Real Housewives of Suburban Midwest

I, of course, watched the premiere of Real Housewives of D.C. tonight. Because I lack a sense of shame. Or anything else to do with my time.

I mean, yes, that time could have been spent reading or playing an instrument (if I were talented) or, hell,  meditating or something. But it wasn’t. Because that woman who crashed the White House is on this season!!!


I was expecting major drama. I mean, you take all the craziness of the whole Real Housewives formula and add politics? A. Mazing.

But I was kind of disappointed. I mean, the only real fight happened when one of the women had the GALL to suggest that George W. Bush was a decent human being in her experience and maybe Obama doesn’t walk on water.



Well. She’s clearly going to be left behind when the Obamessiah comes.

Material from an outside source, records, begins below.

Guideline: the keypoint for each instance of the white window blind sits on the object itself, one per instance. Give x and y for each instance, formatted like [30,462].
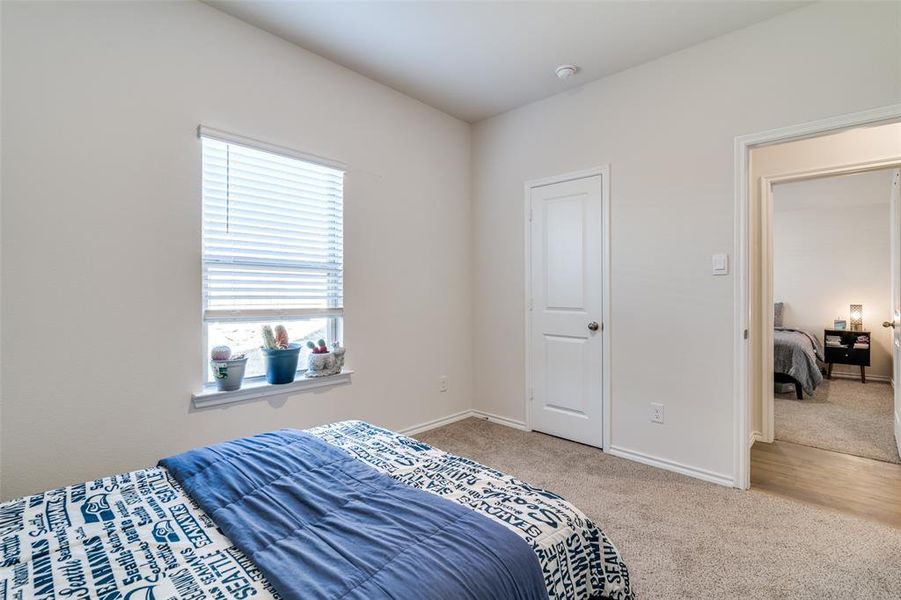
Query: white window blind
[272,234]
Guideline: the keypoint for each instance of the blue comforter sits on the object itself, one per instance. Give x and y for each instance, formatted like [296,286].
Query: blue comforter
[320,524]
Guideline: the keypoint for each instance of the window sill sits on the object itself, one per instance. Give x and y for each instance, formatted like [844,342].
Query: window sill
[259,388]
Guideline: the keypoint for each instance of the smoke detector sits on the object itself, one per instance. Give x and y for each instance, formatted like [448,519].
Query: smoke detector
[564,72]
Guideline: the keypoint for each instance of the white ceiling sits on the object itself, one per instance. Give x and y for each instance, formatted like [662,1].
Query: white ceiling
[477,59]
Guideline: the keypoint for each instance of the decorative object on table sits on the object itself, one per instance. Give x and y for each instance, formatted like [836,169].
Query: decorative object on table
[281,336]
[323,363]
[281,360]
[228,370]
[857,317]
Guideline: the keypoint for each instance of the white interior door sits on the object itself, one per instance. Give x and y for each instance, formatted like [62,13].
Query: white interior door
[895,218]
[566,307]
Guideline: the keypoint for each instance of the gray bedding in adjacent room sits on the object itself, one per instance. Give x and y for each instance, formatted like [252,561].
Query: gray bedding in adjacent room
[795,353]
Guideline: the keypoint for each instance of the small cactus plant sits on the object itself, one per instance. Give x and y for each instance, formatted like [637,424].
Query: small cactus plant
[220,353]
[318,348]
[281,336]
[269,338]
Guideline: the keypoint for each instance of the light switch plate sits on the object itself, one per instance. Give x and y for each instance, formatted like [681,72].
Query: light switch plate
[720,264]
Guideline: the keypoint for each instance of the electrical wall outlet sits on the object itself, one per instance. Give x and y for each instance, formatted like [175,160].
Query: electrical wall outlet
[656,412]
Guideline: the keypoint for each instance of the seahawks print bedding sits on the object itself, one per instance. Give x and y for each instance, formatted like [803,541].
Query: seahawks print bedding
[140,535]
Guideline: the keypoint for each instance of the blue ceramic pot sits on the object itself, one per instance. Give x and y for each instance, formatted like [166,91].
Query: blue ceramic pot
[281,365]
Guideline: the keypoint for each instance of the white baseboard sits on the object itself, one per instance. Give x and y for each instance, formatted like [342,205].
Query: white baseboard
[506,421]
[852,375]
[755,436]
[669,465]
[464,414]
[435,423]
[660,463]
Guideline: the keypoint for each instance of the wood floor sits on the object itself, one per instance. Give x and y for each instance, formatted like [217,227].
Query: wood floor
[851,484]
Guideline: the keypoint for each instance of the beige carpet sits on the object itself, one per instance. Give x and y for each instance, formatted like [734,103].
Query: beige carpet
[843,415]
[684,538]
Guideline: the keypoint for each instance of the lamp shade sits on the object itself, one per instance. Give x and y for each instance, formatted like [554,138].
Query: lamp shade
[857,317]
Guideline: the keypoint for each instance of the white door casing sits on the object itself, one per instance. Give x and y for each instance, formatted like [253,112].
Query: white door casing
[566,301]
[895,220]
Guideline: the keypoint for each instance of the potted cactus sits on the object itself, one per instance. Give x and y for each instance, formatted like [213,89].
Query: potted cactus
[228,369]
[281,355]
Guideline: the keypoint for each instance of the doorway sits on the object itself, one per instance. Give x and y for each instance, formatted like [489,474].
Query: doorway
[567,308]
[832,282]
[844,146]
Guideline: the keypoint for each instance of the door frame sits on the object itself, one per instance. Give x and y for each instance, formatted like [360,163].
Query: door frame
[743,436]
[768,421]
[604,172]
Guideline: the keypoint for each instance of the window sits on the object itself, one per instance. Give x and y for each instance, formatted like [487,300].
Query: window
[272,246]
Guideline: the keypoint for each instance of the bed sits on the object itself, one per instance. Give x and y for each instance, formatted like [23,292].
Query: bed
[795,355]
[347,510]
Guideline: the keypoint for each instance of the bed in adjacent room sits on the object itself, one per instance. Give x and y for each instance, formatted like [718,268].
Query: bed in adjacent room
[347,510]
[795,355]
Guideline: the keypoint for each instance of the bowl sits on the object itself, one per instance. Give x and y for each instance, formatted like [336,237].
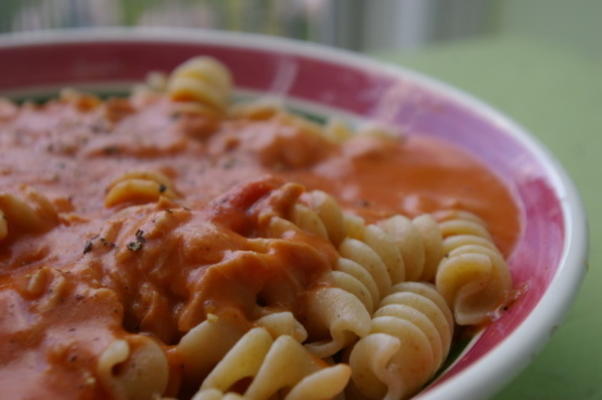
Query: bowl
[548,260]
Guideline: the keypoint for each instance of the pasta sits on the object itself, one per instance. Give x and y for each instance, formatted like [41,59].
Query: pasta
[201,79]
[174,245]
[473,277]
[138,186]
[134,369]
[410,337]
[29,212]
[420,243]
[267,362]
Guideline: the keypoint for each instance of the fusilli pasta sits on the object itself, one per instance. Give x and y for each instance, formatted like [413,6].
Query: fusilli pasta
[410,337]
[28,212]
[269,364]
[139,187]
[473,277]
[201,79]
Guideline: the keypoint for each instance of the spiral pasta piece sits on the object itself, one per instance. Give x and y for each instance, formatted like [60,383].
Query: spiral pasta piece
[273,366]
[410,337]
[473,278]
[201,79]
[420,243]
[29,212]
[134,369]
[370,261]
[139,187]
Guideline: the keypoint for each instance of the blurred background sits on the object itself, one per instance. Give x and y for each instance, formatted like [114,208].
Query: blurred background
[538,61]
[360,25]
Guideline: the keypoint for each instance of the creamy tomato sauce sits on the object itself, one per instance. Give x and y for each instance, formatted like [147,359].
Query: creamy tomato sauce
[159,268]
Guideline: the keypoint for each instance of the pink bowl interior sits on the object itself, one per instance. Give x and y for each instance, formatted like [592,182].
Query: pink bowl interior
[362,91]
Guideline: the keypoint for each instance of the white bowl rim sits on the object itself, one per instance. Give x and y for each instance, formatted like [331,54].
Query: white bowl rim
[497,367]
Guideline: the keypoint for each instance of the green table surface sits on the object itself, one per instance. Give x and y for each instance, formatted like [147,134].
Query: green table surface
[556,93]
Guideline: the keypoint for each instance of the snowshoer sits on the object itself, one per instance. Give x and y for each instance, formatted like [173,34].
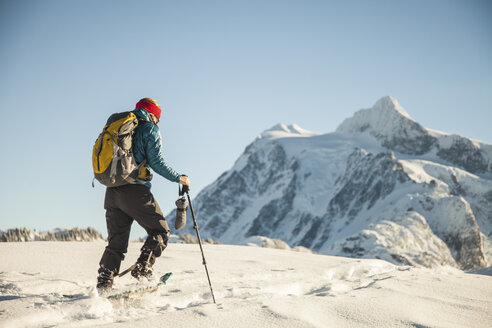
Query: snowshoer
[134,201]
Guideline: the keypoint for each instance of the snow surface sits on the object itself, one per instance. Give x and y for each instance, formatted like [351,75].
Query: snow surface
[254,287]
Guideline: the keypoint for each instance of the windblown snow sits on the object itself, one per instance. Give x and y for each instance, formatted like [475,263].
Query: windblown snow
[253,286]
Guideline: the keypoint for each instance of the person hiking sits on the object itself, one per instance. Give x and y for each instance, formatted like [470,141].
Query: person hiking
[134,201]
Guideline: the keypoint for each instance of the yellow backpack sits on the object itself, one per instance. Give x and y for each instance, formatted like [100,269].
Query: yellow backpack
[112,154]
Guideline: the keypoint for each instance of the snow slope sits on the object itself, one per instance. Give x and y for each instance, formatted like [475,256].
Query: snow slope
[381,186]
[254,287]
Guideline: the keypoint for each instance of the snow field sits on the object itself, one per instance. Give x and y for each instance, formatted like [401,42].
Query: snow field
[254,287]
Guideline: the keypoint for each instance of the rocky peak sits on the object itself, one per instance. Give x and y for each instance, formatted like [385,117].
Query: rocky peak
[391,125]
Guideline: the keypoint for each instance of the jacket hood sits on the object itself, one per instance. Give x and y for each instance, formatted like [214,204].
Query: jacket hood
[142,114]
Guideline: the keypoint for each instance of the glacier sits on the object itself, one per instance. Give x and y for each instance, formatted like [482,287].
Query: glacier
[381,186]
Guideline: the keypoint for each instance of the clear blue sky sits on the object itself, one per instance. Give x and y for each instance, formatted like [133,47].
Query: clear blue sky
[224,71]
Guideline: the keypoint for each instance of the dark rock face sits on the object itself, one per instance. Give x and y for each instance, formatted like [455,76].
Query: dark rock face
[272,214]
[412,139]
[466,155]
[367,179]
[75,234]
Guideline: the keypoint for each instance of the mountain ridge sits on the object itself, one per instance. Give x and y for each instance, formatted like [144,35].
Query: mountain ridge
[354,191]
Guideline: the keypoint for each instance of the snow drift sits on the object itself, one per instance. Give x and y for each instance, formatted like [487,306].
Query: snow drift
[254,287]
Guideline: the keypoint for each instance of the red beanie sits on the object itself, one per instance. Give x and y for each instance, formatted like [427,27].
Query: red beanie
[150,105]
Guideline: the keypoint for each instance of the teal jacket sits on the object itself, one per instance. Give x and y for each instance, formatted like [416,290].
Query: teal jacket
[147,144]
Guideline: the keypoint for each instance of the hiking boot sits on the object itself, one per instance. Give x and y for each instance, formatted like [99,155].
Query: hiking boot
[143,268]
[104,280]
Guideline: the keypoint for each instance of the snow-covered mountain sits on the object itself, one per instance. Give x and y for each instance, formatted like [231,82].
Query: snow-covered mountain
[381,186]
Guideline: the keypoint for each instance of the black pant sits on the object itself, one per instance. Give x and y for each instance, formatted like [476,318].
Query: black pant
[123,205]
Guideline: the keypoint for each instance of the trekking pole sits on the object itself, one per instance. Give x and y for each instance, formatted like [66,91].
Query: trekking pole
[195,226]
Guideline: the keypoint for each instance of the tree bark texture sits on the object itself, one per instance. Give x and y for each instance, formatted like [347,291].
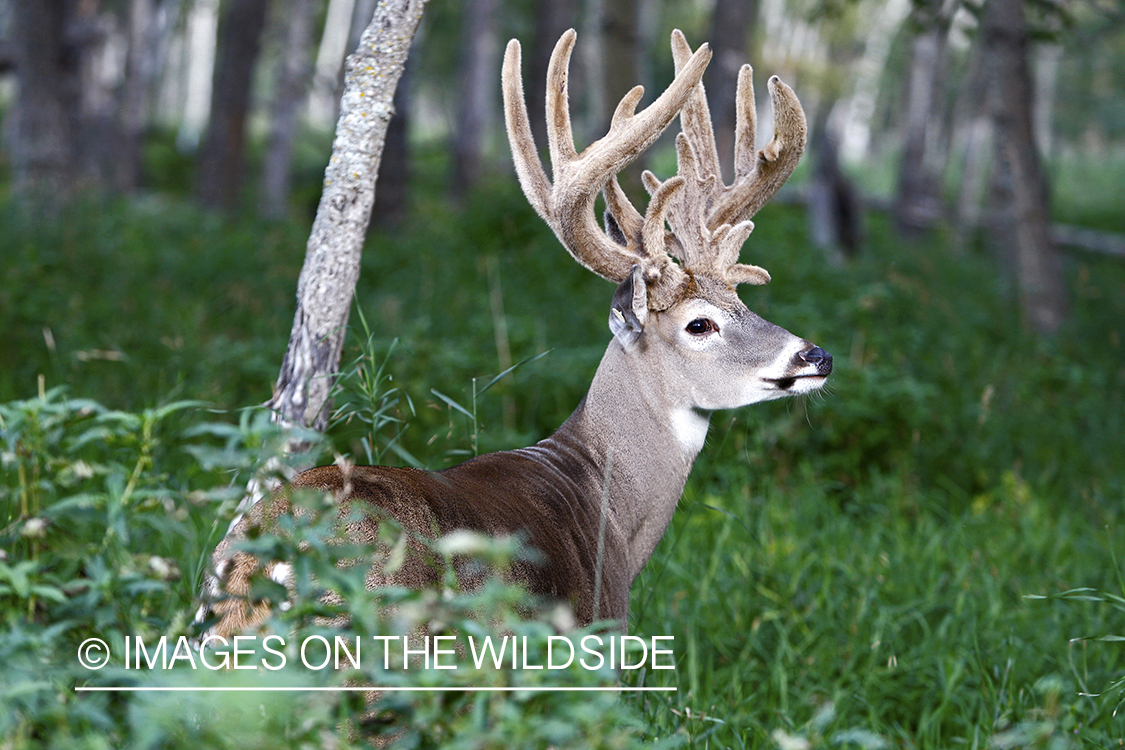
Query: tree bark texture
[1023,233]
[222,161]
[327,278]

Other than that…not a whole lot happened. There was cattiness and of course people being obnoxious about their wealth, but no real craziness. (Like Jersey. Or the hour a week that I’m pretty sure God Himself watches Bravo.)

And okay, I was just in D.C., and I kind of feel like if you had taped my hotel room you could have gotten a better show.  I mean, really, guys. There was fighting. There was screaming. There was very nearly gunfire. My sister yelled at me and said something about how my uterus was inhospitable because I was such an insufferable…well, you get the idea. At one point I was crying in the middle of a grocery store in the ghetto.

Our 36 hours in D.C. lacked many things- like appropriate food, sleep, and a hotel that we knew anything about. But oh, was there DRAMA.